O.K., ich habe die Romane von Caroline Wahl in der verkehrten Reihenfolge gelesen. Alle um mich herum haben mir gesagt, dass 22 Bahnen richtig gut sei. Jetzt habe ich den Roman beendet und muss zumindest zugeben: Er ist deutlich besser. Vermutlich liegt das daran, dass Tilda, die große Schwester von Ida (genauer gesagt Halbschwester), ein deutlich interessanterer Charakter als Ida ist.

Tilda kümmert sich um Ida, als sei sie ihre Mutter. Sie studiert Mathematik und ist gerade dabei, nach einem Thema für die Masterarbeit zu suchen. Sie trifft nach langer Zeit Viktor wieder. Viktors Familie ist vor fünf Jahren bei einem Autounfall ums Leben gekommen – die Eltern, der Bruder Ivan und seine Schwester Nika. Eigentlich hätte Tilda ebenfalls im Auto sein sollen, zumindest können, denn Ivan hatte sie gefragt, ob sie mitkommt. Hier liegt eine tiefe Schuld auf Tildas Schultern, denn sie befürchtet, dass sie, Marlene und Ivan durch Alkohol und Drogenkonsum in der Nacht zuvor dessen Fahrtüchtigkeit verursacht haben.

Es dauert, bis Tilda und Viktor zusammenkommen, dass sie es aber werden, ist gleich auf den ersten Seiten des Romans klar. Mit Viktor zusammenzukommen, der in Hamburg lebt und jetzt zurückgekommen ist, um das Haus der Eltern auszuräumen, bedeutet gleichermaßen, Ida bei der alkoholkranken Mutter zurückzulassen. Nicht nur wegen Viktor, sondern auch wegen einer eventuellen Assistentenstelle in Berlin.

Und hier ärgere ich mich mal wieder. Professoren, die begabte Studierende haben, schon ganz und gar wenn es sich um eine Mathematikstudentin handelt, fördern diese und lassen sie nicht an einer Supermarktkasse arbeiten. Sie vermitteln keine Studentin an eine andere Universität, ohne die Studentin vorher bei sich im Team gehabt zu haben. Und garantiert wird nirgendwo eine Stelle mit einer Person von außen besetzt, ohne dass es eine Ausschreibung gibt. Aber lassen wir das, Fakten werden überwertet…

Dass Tilda ihren Weg machen wird, ist klar.

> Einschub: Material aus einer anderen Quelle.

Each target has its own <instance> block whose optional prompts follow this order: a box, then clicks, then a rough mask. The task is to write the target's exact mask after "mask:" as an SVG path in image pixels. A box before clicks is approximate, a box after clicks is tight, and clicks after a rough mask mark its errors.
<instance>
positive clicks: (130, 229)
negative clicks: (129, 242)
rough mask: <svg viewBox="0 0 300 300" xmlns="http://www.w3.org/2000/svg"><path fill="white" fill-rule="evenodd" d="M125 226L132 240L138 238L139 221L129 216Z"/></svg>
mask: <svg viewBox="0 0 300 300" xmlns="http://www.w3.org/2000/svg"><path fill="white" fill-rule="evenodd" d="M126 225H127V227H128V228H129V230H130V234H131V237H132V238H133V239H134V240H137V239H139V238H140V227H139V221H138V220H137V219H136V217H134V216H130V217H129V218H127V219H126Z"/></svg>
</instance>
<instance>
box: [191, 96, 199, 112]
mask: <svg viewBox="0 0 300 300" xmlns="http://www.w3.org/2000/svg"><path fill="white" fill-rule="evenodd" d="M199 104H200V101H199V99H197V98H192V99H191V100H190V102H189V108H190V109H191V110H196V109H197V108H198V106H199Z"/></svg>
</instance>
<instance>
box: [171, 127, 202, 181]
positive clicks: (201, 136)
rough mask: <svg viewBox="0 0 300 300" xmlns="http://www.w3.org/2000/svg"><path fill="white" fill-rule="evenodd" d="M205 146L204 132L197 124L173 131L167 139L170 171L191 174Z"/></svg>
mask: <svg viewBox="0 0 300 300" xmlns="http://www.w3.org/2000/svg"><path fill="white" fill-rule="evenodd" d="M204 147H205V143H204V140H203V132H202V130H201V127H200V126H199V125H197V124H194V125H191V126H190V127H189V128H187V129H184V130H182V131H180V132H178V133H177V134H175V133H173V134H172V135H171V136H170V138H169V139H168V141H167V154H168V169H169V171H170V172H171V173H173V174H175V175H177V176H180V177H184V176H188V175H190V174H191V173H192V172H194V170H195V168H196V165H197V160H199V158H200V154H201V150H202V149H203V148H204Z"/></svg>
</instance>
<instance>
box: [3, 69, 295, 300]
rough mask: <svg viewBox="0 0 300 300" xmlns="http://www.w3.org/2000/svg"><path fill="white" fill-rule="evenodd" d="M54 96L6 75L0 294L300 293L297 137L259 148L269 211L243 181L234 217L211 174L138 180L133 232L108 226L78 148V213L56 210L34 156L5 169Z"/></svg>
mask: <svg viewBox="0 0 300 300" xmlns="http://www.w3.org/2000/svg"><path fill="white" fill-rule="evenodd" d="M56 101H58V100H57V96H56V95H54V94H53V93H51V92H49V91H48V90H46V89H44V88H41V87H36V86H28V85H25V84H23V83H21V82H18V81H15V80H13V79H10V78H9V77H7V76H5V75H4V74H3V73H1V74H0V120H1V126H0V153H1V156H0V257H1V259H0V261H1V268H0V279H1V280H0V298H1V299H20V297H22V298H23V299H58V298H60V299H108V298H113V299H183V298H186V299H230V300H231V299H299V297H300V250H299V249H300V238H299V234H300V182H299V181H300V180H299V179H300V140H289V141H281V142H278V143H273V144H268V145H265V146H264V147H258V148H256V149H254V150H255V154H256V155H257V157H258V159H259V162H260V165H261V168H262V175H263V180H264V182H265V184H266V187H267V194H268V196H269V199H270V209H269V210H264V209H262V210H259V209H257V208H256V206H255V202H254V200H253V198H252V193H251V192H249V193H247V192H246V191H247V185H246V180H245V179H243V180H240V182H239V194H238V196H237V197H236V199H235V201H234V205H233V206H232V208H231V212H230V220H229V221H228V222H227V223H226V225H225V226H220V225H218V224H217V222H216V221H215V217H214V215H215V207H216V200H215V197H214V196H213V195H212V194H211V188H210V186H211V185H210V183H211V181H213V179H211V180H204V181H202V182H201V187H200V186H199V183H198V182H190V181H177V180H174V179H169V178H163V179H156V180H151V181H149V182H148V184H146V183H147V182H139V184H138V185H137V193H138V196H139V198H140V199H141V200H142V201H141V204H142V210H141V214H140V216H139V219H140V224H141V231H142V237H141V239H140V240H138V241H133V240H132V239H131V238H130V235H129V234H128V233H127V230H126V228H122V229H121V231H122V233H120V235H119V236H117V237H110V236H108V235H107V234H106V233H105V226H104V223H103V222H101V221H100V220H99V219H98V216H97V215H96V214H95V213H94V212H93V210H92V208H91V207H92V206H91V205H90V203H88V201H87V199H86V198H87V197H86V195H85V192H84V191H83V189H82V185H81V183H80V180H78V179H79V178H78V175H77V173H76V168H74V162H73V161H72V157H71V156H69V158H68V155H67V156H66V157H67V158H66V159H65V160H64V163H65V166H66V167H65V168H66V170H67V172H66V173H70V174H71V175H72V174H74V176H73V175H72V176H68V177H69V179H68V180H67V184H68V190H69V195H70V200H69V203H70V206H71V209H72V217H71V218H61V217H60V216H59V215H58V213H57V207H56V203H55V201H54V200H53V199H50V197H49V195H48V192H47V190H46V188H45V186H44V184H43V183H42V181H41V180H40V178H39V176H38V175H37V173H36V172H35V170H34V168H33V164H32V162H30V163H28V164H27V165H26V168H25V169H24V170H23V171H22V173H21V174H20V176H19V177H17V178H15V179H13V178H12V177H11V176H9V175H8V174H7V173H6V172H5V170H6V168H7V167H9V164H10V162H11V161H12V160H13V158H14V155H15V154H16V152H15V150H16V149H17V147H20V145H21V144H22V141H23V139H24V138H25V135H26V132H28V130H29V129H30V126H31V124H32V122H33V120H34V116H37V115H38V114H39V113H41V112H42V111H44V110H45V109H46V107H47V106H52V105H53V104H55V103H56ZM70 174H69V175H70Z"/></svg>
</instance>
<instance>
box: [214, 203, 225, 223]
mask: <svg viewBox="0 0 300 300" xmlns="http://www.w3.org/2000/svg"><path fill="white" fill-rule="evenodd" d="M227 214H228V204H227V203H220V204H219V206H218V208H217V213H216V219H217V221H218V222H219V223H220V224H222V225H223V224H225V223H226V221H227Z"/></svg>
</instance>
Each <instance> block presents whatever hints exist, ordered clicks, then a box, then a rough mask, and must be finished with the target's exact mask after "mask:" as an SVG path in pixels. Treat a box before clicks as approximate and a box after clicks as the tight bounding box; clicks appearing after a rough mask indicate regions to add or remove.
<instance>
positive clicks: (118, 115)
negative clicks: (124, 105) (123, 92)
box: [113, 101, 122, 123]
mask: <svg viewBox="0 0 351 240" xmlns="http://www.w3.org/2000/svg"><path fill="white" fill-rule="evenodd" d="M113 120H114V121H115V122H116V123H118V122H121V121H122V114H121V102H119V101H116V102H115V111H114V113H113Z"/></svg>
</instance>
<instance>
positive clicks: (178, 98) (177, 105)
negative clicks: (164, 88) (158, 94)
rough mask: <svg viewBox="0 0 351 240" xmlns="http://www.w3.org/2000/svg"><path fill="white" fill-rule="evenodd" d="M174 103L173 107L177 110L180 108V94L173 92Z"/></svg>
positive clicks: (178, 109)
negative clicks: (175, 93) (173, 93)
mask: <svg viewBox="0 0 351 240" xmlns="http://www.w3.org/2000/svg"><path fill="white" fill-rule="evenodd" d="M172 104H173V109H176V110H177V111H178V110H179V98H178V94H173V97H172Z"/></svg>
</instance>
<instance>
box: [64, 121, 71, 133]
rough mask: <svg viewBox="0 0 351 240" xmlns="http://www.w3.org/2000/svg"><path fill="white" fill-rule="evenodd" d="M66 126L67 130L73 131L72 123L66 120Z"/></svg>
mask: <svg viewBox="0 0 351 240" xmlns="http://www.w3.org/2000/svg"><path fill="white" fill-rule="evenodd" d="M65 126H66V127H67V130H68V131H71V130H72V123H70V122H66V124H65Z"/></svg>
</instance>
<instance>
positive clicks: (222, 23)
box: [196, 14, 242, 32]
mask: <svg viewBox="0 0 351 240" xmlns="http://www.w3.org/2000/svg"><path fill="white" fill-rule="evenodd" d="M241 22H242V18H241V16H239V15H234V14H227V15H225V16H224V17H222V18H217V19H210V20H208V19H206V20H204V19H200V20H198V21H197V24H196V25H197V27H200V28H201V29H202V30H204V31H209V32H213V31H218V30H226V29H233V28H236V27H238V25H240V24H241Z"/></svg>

Dass sie ihn gemacht hat, liest man im zweiten Band. Die Ida des zweiten Bandes allerdings ist nicht diejenige, die man im ersten kennengelernt hat. Die Ida am Ende von 22 Bahnen ist, nach vielen Entwicklungsschritten, unfassbar klar und entschlossen. Hat sie denn wirklich danach solche Rückschritte gemacht? Nimmt sie ihrer Schwester in Band 2 wirklich so sehr übel, was sie in Band 1 so erwachsen als deren Chance gesehen hat?

Uneingeschränkt positiv ist das erzählerische Repertoire der Autorin zu bewerten. Sie macht es sich nicht einfach und wechselt sowohl die Zeitebenen als auch die Zeit der Narration. So rücken einzelne Szenen beim Leser in das unmittelbare Erleben. Diese unterschiedlichen Distanzen machen die größtenteils bedrückende Lektüre durchaus mitunter spannend.

In den Buchhandlungen liegt jetzt der dritte Roman von Caroline Wahl aus. Jetzt bin ich wirklich gespannt.